Dr. Richard Webster is the Scientific Director of the Clinical Research Unit (CRU) at the CHEO Research Institute, where he oversees a pediatric methodology unit, consisting of ~15 biostatisticians, epidemiologists and qualitative researchers. Richard co-leads the OCHSU (Ontario Child Health Support Unit) in efforts to accelerate patient-centered child health research.

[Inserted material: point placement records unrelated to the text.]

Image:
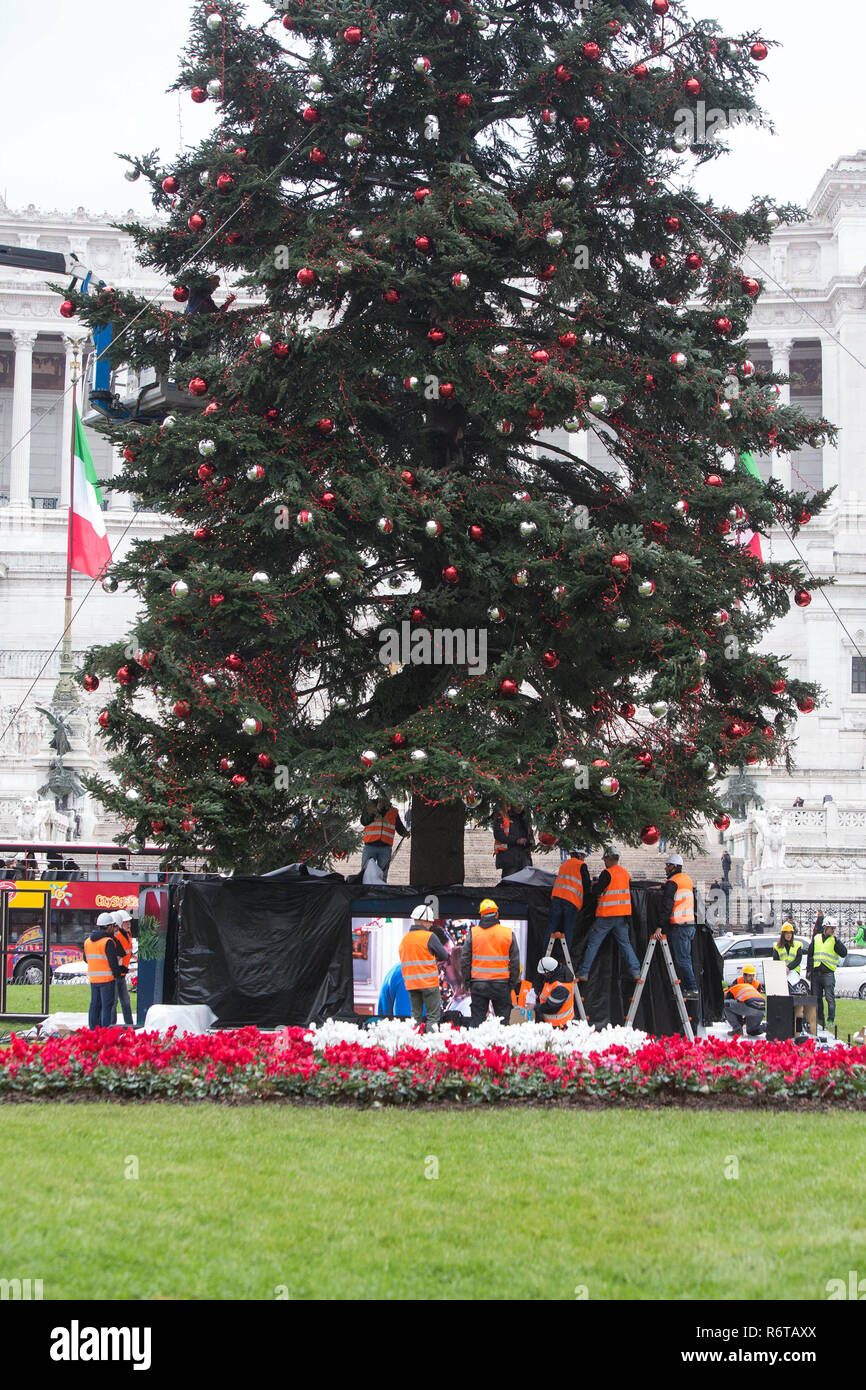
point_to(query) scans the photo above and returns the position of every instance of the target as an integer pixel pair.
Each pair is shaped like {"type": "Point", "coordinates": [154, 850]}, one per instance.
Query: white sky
{"type": "Point", "coordinates": [81, 81]}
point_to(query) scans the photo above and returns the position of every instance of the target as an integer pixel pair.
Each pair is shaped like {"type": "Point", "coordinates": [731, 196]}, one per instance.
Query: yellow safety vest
{"type": "Point", "coordinates": [824, 952]}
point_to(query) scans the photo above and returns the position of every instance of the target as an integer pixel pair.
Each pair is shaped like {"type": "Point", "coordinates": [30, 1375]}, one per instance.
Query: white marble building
{"type": "Point", "coordinates": [812, 324]}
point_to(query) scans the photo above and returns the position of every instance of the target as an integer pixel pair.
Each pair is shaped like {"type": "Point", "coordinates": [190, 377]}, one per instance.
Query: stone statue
{"type": "Point", "coordinates": [770, 827]}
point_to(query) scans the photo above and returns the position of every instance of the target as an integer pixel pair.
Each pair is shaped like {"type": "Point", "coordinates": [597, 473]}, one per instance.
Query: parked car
{"type": "Point", "coordinates": [755, 950]}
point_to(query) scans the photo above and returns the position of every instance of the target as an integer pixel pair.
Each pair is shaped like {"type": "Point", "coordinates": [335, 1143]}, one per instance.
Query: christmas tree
{"type": "Point", "coordinates": [463, 231]}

As an associate scientist and adjunct professor at CHEO and the University of Ottawa’s Telfer School of Management, his research program focuses on climate friendly health systems. He catalyzed CHEO becoming the first Canadian hospital to set a board approved net-zero target. Richard is on the governance and scientific expert committee for SOSCHI (Standards for Official Statistics on Climate-Health Interactions) and an active member of the Cochrane Planetary Health Thematic Group.

Related News

Research Projects

  1. Validation of a shortened MR imaging protocol for pediatric spinal pathology

    06/03/2025

    Conventional pediatric spine MRI protocols are lengthy and often require sedation; this study evaluated whether a limited MRI protocol could reliably diagnose common pediatric spine conditions. In a retrospective review of children under four years of age, a shortened protocol reduced scan time by 20 minutes while demonstrating high sensitivity and specificity for detecting cerebellar ectopia, syrinx, fatty filum, and spinal dysraphism. These findings support the use of limited spine MRI as an effective screening approach to reduce sedation and imaging burden in selected clinical scenarios.

  2. Does Celecoxib Prescription for Pain Management Affect Post-tonsillectomy Hemorrhage Requiring Surgery? A Retrospective Observational Cohort Study.

    29/04/2024

    This study investigated whether prescribing celecoxib for postoperative pain management is associated with increased risk of hemorrhage requiring surgery following pediatric tonsillectomy. In a large retrospective cohort, celecoxib use was not associated with higher odds of post‑tonsillectomy bleeding after adjusting for patient and surgical factors. These findings provide compelling evidence supporting the safety of celecoxib in this setting, while underscoring the need for confirmation in multisite randomized controlled trials.

  3. Real-time detection of neonatal seizures improves with on demand EEG interpretation

    11/11/2022

    Combining aEEG with on-demand cEEG interpretation improved accurate seizure detection in a high-risk NICU population, with the potential to avoid over-treatment.

  4. Development and validation of a Fast Spine Protocol for Use in Paediatric Patients

    23/08/2022

    This study demonstrates that selected spinal imaging sequences allows for consistent and accurate diagnosis of specific clinical conditions. A limited spine protocol reduces acquisition time, potentially avoiding sedation. Further work is needed to determine the utility of selected imaging for other clinical indications.

  5. Nasopharyngeal swabs vs. saliva sampling for SARS-CoV-2 detection: A cross-sectional survey of acceptability for caregivers and children after experiencing both methods

    08/07/2022

    Though most youth find saliva sampling painless and prefer it to nasopharyngeal swabs, primary decision makers present for the experience generally remain accepting of both methods for COVID-19 testing.